Hi,

First sorry to break the thread, I'm only receiving the digests.

Since I'm fairly new to the community I didn't want to interfere in the discussion, that I find quite interesting.
By reading it please consider this fact that I'm new here (~ 1 year)
I answered below in the summary.. I tried to keep it short but... :D

Le 12/02/2016 22:03, [email protected] a écrit :
Date: Fri, 12 Feb 2016 21:52:22 +0100
From: Alexander Neundorf<[email protected]>


I'll try to summarize the points (as much as I can remember) which have been
made wrt. to the alternative vision draft
(https://community.kde.org/KDE/VisionDraftA).

1) There was the argument that some things which exist in KDE do not match the
4 items mentioned, e.g. a git-mirroring tool (or something like that).

- How about extending item 4 "A cross-platform Software Development Kit" to
not only talk about libraries, but also other development tools ?
While I see those naturally as supporting the items mentioned in our draft, I
wouldn't mind mentioning them explicitely.

- the 4 items mentioned are the stuff where we see the focus, the emphasis,
the core. This doesn't mean stuff which does not exactly fit into that is
automatically "excluded". Should we change the wording somehow ?
In all this discussion every time I read this argument, I thought about WikiToLearn. Well, if you read the posts on PlanetKDE, it's one of the most welcoming sub-community. People come and stick to KDE because they met this team.

I think that even if it's not what I expected to see in KDE (it's web-based), I was quite happy to see how beneficial it was for our standing. I would have been sad that such a project might have been refused.

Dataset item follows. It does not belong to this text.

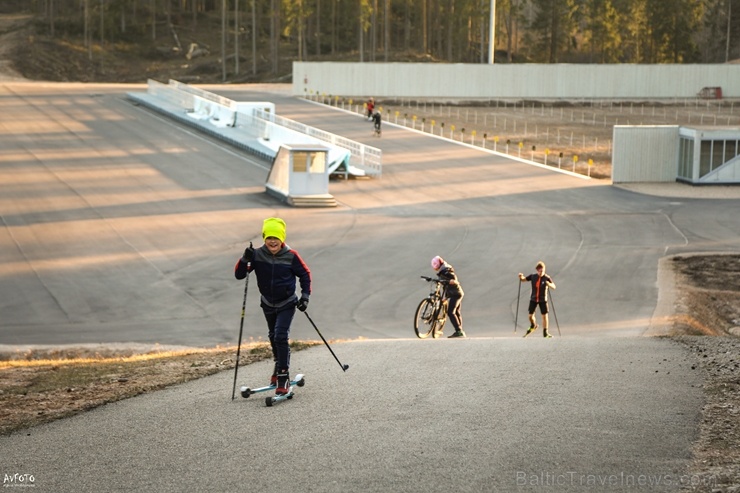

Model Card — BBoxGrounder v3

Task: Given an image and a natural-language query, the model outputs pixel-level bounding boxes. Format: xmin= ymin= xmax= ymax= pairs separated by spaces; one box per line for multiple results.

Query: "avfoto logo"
xmin=3 ymin=473 xmax=36 ymax=488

2) There was the argument that focussing on GUI software is too narrow, since
it neglects CLI or future non-graphical user interfaces.
I think we should keep KDE focused on software with graphical user interfaces.
IMO that's enough territory to cover.
As Martin Graeßlin said earlier in the conversation, I think this is dangerous. The future seems to be _also_ IoT. Things and programs you control by speech, or gestures. Not only clicking on (even nice) buttons. As we are good (or even expert?) in Qt, all this is "easily" reachable. Why not to use this capacity? If someone wanted to develop such a program with the GTK+ suite, (s)he would have a rather hard time, whereas Qt already has libraries for this.

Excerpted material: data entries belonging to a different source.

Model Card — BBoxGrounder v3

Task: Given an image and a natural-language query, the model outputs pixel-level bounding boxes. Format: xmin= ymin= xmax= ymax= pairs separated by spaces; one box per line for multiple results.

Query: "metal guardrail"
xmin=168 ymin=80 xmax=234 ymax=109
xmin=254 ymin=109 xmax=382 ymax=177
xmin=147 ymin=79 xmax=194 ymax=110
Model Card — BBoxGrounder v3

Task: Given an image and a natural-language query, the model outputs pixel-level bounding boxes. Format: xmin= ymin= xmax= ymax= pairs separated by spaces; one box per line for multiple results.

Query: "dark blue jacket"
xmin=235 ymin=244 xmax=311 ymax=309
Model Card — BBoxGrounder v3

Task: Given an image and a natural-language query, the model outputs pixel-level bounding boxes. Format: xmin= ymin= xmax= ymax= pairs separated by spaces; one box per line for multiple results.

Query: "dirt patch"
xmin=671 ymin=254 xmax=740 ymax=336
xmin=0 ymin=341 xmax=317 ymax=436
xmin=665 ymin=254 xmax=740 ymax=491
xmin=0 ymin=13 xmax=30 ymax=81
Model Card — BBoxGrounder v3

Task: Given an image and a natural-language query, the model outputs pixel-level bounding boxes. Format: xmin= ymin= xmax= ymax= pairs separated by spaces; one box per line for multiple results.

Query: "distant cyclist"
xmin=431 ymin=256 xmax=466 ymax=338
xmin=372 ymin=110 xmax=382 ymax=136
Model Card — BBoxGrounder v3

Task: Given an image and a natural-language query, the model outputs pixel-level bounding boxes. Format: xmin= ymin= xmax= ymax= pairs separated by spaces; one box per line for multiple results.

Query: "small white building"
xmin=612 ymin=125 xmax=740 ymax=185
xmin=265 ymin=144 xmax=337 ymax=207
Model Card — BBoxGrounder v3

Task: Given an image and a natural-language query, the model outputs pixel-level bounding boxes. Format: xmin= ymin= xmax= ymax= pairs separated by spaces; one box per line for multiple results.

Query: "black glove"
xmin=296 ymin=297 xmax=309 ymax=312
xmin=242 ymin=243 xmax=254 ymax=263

When I came first to KDE, it was *really* because it's a community that use Qt, and did most of the program I was using (desktop, music player...). Then I stayed because of the awesome community. And to me, what is KDE is not a type of products but really a way of behaving, of interacting together to construct something always nicer.

Being part of KDE is a way for projects to be seen by other people (if you are registred on PlanetKDE, then Phoronix, Slashdot and other speak about you), it's also a frame because *you* know how to do things, it's mentoring and above all, for the user, it is a label. "It's a KDE project, it means...." And our vision should be exactly that. The fact that the products have high quality and respect good values.

After that, I don't see the problem of hosting a new website, a speech recognizer, a cool terminal, music player, libraries, and why not the next Qt-Framework for building websites? Or whatever. But of course, it's maybe a shift in the current goal of KDE.

3) Regarding "A complete set of cross-platform end-user applications", there
was the question whether e.g. a gtk-application could also be a KDE
application.
Personally I'd like to keep the goal of providing consistent user interfaces
etc. OTOH, if some gtk-application would really want to become a KDE project,
they would probably want to follow our guidelines too. Currently this is not
really explicitely excluded.
What do you think ?


4) I guess we should make the opening statement (the actual vision) a bit
shorter.
Ideas ?
As some others already said, a vision _is_, whatever you think about it, a catchy, motivating and easy-to-remember motto. People should associate the brand name (KDE) with it. Like for Plasma, "Simple by default, powerful when needed". It's catchy, and people remember it. It's what KDE needs to sell its products AND its community. So that people want to join. I think you are mostly arguing about the mission. I already said above what I think about the content.
5) my personal, real motivation to work on free software, especially KDE, is
actually to provide the basic software people need to manage their digital
life (desktop, file manager, document reader and creator, web browser, email,
etc.) as free software, so it is available as common goods for everybody, like
stencil and paper, instead of having to pay for them and depend on the will of
some company. RMS's "Right to Read" influenced me a lot.

What did I miss ?
Comments, suggestions ?

Alex
Cheers,  and thx Alex for this summary.